Hedge funds came under heightened examination as a result of the failure of Long-Term Capital Management (LTCM) in 1998, which necessitated a rescue coordinated (but not financed) by the U.S. Federal Reserve. Critics have charged that hedge funds create systemic risks highlighted by the LTCM disaster. The excessive leverage (through derivatives) that can be used by hedge funds to achieve their return is outlined as one of the major factors of the hedge funds' contribution to the systemic risk.
The ECB (European Central Bank) issued a word of warning in June 2006 on hedge fund risk for financial stability and systemic risk: "... the increasingly comparable positioning of individual hedge funds within broad hedge fund investment strategies is another chief risk for financial stability which warrants close monitoring despite the essential lack of any possible remedies. This risk is additional magnified by evidence that broad hedge fund investment strategies have also become increasingly interrelated, so further increasing the potential adverse effects of disorderly exits from crowded trades." Nevertheless the ECB statement has been disputed by parts of the financial industry.

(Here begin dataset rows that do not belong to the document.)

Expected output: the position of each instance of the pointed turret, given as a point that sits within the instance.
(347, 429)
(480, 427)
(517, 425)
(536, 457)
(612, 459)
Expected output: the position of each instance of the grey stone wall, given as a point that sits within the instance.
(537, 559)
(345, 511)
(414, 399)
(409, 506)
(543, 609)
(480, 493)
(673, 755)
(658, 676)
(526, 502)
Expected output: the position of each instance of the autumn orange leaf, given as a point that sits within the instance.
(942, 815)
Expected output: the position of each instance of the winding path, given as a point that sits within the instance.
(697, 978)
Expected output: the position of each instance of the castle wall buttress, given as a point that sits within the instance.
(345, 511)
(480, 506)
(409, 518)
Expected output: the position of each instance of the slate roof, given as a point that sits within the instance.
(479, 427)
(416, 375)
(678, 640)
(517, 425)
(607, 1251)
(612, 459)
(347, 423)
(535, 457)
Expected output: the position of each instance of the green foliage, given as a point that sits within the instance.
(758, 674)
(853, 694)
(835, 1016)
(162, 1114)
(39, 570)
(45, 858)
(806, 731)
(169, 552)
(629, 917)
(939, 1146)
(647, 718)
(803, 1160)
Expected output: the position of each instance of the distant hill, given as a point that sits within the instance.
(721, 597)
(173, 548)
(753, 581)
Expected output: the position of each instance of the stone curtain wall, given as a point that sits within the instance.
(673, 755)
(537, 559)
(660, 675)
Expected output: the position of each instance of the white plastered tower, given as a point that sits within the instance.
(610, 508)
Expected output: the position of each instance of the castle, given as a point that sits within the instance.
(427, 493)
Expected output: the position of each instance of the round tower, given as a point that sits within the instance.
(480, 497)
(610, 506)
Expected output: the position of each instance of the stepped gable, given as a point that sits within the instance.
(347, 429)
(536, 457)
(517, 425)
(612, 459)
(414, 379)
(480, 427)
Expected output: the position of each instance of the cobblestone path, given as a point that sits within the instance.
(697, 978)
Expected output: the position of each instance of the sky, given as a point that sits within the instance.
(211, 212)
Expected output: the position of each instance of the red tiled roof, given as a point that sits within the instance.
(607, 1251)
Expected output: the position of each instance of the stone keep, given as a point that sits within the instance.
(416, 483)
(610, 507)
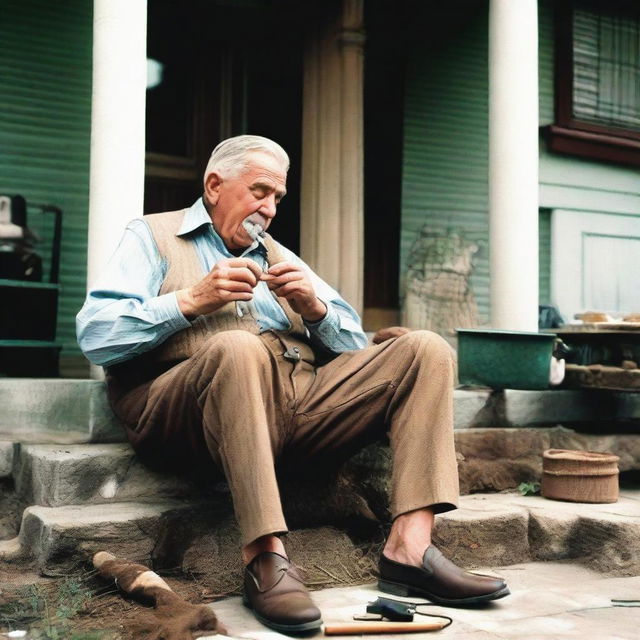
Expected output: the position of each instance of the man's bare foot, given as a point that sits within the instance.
(410, 535)
(260, 545)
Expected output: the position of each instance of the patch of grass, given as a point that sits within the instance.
(46, 610)
(529, 488)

The potential for systemic risk was tinted by the near-collapse of two Bear Stearns hedge funds in June 2007. The funds are invested in mortgage-backed securities. The funds' financial problems necessitated a combination of cash into one of the funds from Bear Stearns but no outside assistance. It was one of the largest fund bailout since Long Term Capital Management's collapse in 1998. The U.S. Securities and Exchange Commission is investigating on this bailout.
As private, lightly regulated entities, hedge funds are not appreciative to disclose their activities to third parties. This is in distinction to a regulated mutual fund (or unit trust) which will typically have to meet regulatory necessities for disclosure. An investor in a hedge fund generally has direct access to the investment advisor of the fund, and may have the benefit of more personalized reporting than investors in retail investment funds. This may include detailed deliberations of risks assumed and significant positions. Nevertheless, this high level of disclosure is not available to non-investors, contributing to hedge funds' reputation for secrecy, though several hedge funds are offer very limited transparency even to investors.
Some hedge funds, principally American, do not use third parties either as the custodian of their assets nor as their administrator (who will calculate the NAV of the fund). This can lead to conflicts of interest, and in severe cases can assist fraud. In a recent illustration, Kirk Wright of International Management Associates has been accused of mail fraud and other securities violations which supposedly defrauded clients of close to $180 million. In December 2008, Bernard Madoff was in prison for running a $50 billion Ponzi scheme.
The rather disappointing hedge fund performance of the past five years calls into question the substitute investment industry's value proposition. Alpha had appeared as becoming rarer for two related reasons. First is to be, the increase in traded volume may have been reducing the market anomalies that are a source of hedge fund performance. Second one is to be, the remuneration model is attracting more managers, which may dilute the talent available in the industry, though these causes are disputed.